However, it's certainly true that 4x growth is a pretty unlikely worst
case.  Maybe we could do something like

1. If string is short (say up to a few megabytes), continue to do it
like now.  This avoids adding overhead for typical cases.

2. Otherwise, run some lobotomized form of encoding conversion that
just computes the space required (as an int64, I guess) without saving
the result anywhere.

3. If space required > 1GB, fail.

4. Otherwise, allocate just the space required, and convert.

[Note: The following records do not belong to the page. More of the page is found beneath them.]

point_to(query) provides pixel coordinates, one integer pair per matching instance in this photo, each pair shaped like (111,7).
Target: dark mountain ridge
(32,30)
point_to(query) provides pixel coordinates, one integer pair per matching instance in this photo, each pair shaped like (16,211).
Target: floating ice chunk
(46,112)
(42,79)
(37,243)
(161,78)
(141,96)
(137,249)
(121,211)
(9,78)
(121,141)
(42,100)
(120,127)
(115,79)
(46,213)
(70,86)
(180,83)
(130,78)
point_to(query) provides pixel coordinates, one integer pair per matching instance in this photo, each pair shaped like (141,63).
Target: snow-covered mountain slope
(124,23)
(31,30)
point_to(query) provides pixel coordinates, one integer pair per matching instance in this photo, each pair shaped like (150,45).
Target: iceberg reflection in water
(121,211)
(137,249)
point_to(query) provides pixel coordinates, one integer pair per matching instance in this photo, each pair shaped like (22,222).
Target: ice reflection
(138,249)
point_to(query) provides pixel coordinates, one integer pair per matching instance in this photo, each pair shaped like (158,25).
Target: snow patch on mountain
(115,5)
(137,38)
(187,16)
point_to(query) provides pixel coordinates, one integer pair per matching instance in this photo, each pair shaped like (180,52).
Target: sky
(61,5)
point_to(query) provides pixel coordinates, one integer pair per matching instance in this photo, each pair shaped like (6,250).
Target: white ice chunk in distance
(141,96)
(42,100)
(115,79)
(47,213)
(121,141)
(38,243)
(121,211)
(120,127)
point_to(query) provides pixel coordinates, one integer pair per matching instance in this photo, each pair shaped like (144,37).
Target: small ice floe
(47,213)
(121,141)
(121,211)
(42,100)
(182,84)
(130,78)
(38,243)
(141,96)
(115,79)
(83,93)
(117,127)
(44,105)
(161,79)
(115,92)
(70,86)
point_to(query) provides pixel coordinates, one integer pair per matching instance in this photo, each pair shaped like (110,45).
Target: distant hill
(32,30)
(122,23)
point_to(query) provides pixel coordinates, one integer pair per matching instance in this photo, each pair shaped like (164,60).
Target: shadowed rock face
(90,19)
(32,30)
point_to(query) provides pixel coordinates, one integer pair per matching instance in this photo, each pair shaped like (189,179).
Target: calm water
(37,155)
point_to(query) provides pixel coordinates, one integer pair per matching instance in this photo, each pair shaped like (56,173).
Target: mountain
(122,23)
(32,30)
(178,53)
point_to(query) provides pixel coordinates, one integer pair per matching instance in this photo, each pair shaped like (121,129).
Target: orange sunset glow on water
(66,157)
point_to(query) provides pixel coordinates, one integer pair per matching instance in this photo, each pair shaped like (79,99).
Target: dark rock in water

            regards, tom lane



Re: allocation limit for encoding conversion

От
Andres Freund
Дата:
Hi,

On 2019-08-16 17:31:49 -0400, Tom Lane wrote:
> Alvaro Herrera <alvherre@2ndquadrant.com> writes:
> > Somebody ran into issues when generating large XML output (upwards of
> > 256 MB) and then sending via a connection with a different
> > client_encoding.  This occurs because we pessimistically allocate 4x as
> > much memory as the string needs, and we run into the 1GB palloc
> > limitation.  ISTM we can do better now by using huge allocations, as per
> > the preliminary attached patch (which probably needs an updated overflow
> > check rather than have it removed altogether); but at least it is able
> > to process this query, which it wasn't without the patch:
> 
> > select query_to_xml(
> >     'select a, cash_words(a::text::money) from generate_series(0, 2000000) a',
> >     true, false, '');
> 
> I fear that allowing pg_do_encoding_conversion to return strings longer
> than 1GB is just going to create failure cases somewhere else.
> 
> However, it's certainly true that 4x growth is a pretty unlikely worst
> case.  Maybe we could do something like
> 
> 1. If string is short (say up to a few megabytes), continue to do it
> like now.  This avoids adding overhead for typical cases.
> 
> 2. Otherwise, run some lobotomized form of encoding conversion that
> just computes the space required (as an int64, I guess) without saving
> the result anywhere.
> 
> 3. If space required > 1GB, fail.
> 
> 4. Otherwise, allocate just the space required, and convert.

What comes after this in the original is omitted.